Radical evil is the willing embrace of monstrous crimes either for their own sake or to advance a cause that allegedly justifies murder and terror. It should be a rare and almost exotic sin, confined to the poetry of Milton or the novels of Dostoevsky.

Yet as several articles in this issue establish, radical evil permeated the European politics of the last century and corrupted millions of people. That corruption has not been entirely removed even today.

The full truth of the Kossuth Square massacre in 1956, scrupulously examined and evaluated by Professor Jobbágyi here, is still obscured in most accounts of the period. Yet his evidence suggests that mass murder was deliberately adopted as a political tactic. David Satter points to the underlying cause of such crimes in the adoption by both Nazism and Communism of the view that their political religions overrode any transcendent moral consideration. Árpád Kadarkay contributes a passionate endorsement of Hannah Arendt’s insight that this totalitarian version of radical evil corrupted everything from the German language to the mediocre soul of Everyman to produce a routinization of murder and a “banality of evil” in the form of Eichmann. Satter returns to remind us that although the radical evil of Nazism has been universally repudiated, its Communist twin still retains some respectability among Western Europeans deceived by its seemingly idealistic aims, embarrassed by its crimes, and anxious to make excuses or change the subject.

That is the “banality of evil” too, admittedly in a much milder form. Unless we are honest with ourselves about such matters as genocide, we will lack a vital element in resisting radical evil when it re-appears as it has done in the recent past – not outside Western Europe either.

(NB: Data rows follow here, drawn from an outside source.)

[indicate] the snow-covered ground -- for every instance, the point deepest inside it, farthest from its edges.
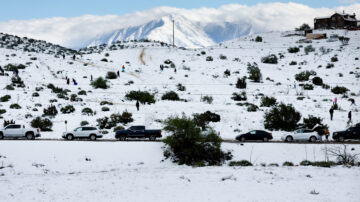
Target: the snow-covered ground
(200, 77)
(134, 171)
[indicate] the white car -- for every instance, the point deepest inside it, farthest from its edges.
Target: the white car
(18, 131)
(302, 135)
(88, 132)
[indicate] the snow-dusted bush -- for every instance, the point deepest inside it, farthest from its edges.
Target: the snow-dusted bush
(143, 97)
(50, 111)
(187, 144)
(254, 72)
(270, 59)
(268, 101)
(180, 87)
(44, 124)
(208, 99)
(202, 120)
(241, 83)
(317, 81)
(99, 83)
(239, 96)
(15, 106)
(339, 90)
(282, 117)
(294, 49)
(5, 98)
(67, 109)
(171, 95)
(111, 75)
(87, 111)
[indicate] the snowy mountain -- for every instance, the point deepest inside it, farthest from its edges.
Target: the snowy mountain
(188, 32)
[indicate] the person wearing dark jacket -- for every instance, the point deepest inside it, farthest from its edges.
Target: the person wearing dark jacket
(137, 105)
(331, 113)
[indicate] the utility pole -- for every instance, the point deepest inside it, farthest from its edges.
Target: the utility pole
(173, 33)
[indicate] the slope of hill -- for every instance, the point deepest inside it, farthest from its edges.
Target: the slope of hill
(200, 71)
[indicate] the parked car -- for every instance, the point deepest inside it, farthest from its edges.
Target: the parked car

In his autobiographical book, The Informer, Sean O’Callaghan describes the moment when he realised that in becoming an IRA terrorist in the 1970s, he had joined the camp of evil. He and other terrorists, who had retreated to a farmhouse after firing a mortar at a British Army base, were listening to the BBC for news of its impact. The BBC announcer reported that the attack had killed a part-time woman reservist. She had been pregnant. “Two for the price of one”, said another IRA man. O’Callaghan got up quietly, went out into the farmyard and vomited. Shortly afterwards he contacted Irish intelligence (and later British intelligence) in order to work for them to prevent future terrorist attacks. He subsequently volunteered a confession of his past crimes to the British courts and was sentenced to a long term of imprisonment. Now released, he writes on terrorism.  Eichmann concealed with euphemisms the radical evil he served until he had embraced it beyond repair. O’Callaghan saw plainly – or, rather, heard clearly – the nature of his radical evil in time, rejected it, and began a long course of amends.

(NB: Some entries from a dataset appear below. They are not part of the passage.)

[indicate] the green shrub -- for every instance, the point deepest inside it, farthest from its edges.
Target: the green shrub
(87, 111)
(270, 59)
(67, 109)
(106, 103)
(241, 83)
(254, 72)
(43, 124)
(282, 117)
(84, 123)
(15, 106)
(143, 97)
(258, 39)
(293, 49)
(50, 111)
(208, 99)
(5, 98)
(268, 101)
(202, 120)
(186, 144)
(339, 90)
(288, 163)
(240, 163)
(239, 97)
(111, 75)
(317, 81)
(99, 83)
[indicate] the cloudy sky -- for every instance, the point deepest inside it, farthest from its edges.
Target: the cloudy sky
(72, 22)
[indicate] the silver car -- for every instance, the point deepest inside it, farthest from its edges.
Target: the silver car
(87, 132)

We cannot, of course, routinise Dostoevskyan repentance. We must rely on more practical measures. Following Stalinism and Hitlerism Europe embarked on a project of unity to prevent war between European states, to establish procedures for resolving disputes amicably, to protect Christian and Enlightenment virtues, and in general to make radical evil impossible. It has been an imperfect but remarkable success. Yet opinion polls suggest that the European Union is increasingly distrusted and that its most fervent political supporters are likely to suffer a sharp reverse in next May’s elections for the European Parliament. Thus, György Granasztói wonders uneasily: “Can we vote against Europe?” The answer given by him (and by Piotr Naimski) in this issue is that we cannot reject the “Europe” that signifies our membership of a European democratic community rooted in liberal values, economic cooperation, the rule of law and the virtue of fraternity. But we can reject specific policies that centralise power, reduce the national sovereignty of member states, weaken democratic accountability within them, and impose social and economic policies against the grain of those societies. Indeed, perhaps we should do so if we want our citizens to develop the critical (and self-critical) capacity to treat political questions as matters for them to decide and to judge their rulers rather than being protected by them. That makes democracy possible and radical evil far more difficult.

Democracy needs truth-telling. It therefore needs truth-tellers. We congratulate our regular contributor, George Jonas, who left Hungary in 1956 and emigrated to Canada, on his invitation to join the Order of Canada on the grounds of his distinguished commentary on public affairs from a principled standpoint of classical liberalism over many years.